Siang itu kilatan tanganmu menyambar tanganku. Tiada yang kutemukan dalamnya. Aku hanya menolak dan menyimpan tanya dalam hati. Namun tak lama – langkah kaki kita membawaku menjauh pada bahasamu yang tak tereja. Melanjutkan laju bayang kita berdua di sepanjang jalan Ahmad Yani. Menelusuri koridor demi koridor dalam bangunan pasar modern yang penuh sesak. Genggaman tanganmu menyambutku lagi. Lebih lama. Dan kali ini biar kunikmati senyumku dari balik punggungmu.

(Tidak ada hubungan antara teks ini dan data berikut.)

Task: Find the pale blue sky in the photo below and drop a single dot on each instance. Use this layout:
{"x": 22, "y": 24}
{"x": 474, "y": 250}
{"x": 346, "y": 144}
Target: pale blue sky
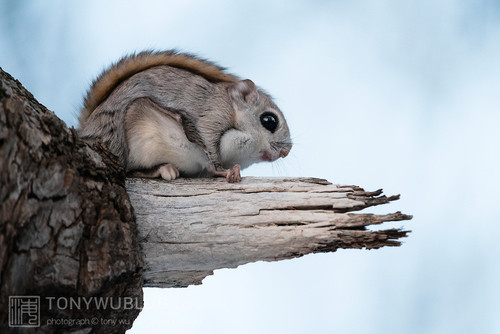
{"x": 400, "y": 95}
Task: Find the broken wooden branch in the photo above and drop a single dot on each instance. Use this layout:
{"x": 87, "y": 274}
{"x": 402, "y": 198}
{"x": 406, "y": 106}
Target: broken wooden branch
{"x": 190, "y": 227}
{"x": 68, "y": 230}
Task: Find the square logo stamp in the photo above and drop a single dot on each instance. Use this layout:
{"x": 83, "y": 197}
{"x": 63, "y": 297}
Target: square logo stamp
{"x": 24, "y": 311}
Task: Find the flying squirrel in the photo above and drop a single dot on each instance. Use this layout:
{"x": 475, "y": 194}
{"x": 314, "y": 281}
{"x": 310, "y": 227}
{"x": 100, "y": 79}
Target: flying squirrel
{"x": 165, "y": 114}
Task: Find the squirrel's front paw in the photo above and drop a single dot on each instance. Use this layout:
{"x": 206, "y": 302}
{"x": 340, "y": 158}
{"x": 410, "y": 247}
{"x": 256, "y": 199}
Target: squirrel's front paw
{"x": 232, "y": 175}
{"x": 168, "y": 172}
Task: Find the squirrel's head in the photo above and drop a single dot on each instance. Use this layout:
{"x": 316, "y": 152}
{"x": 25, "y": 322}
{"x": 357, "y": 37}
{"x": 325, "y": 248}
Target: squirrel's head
{"x": 261, "y": 132}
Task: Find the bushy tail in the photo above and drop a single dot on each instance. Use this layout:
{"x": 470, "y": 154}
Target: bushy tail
{"x": 102, "y": 87}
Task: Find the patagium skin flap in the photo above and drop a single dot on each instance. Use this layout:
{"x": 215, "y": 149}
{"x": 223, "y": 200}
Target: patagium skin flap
{"x": 165, "y": 114}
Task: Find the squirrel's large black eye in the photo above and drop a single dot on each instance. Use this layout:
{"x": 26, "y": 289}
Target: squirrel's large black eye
{"x": 269, "y": 121}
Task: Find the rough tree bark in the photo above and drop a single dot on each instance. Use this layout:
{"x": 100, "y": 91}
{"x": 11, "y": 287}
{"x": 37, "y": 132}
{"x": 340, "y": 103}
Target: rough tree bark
{"x": 68, "y": 228}
{"x": 190, "y": 227}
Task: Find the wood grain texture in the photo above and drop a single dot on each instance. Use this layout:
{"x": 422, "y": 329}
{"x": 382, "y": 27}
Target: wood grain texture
{"x": 190, "y": 227}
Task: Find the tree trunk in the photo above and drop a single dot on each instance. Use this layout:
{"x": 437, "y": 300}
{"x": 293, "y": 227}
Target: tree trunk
{"x": 190, "y": 227}
{"x": 67, "y": 229}
{"x": 68, "y": 233}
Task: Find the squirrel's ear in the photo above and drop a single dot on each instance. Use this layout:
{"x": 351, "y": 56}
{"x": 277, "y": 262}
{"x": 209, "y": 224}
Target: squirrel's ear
{"x": 244, "y": 91}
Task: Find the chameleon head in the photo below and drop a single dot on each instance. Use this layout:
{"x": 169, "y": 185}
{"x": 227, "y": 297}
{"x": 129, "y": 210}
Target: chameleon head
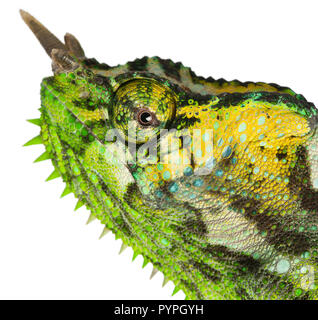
{"x": 205, "y": 181}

Tak terbayang apa yang tergambar dalam hatimu, lelah seperti tak melemahkan rangkaian jemari ini. Cinta, mampu mendinginkan terik yang mendekap kita. Hanya ketulusan yang terjamah. Keabstrakannya mampu membangun cinta hanya dalam beberapa detik saja. Dalam hatiku, hatimu juga. Membunuh perasaan-perasaan kita pada cinta hari kemarin. Akhiri nestapa cinta dengan benih yang baru. Mengisi rongga yang kosong dan merindu akan kehangatan yang mengisi relung sanubari – namun mengusik peri-peri kesetiaan yang tinggal dalam jiwaku.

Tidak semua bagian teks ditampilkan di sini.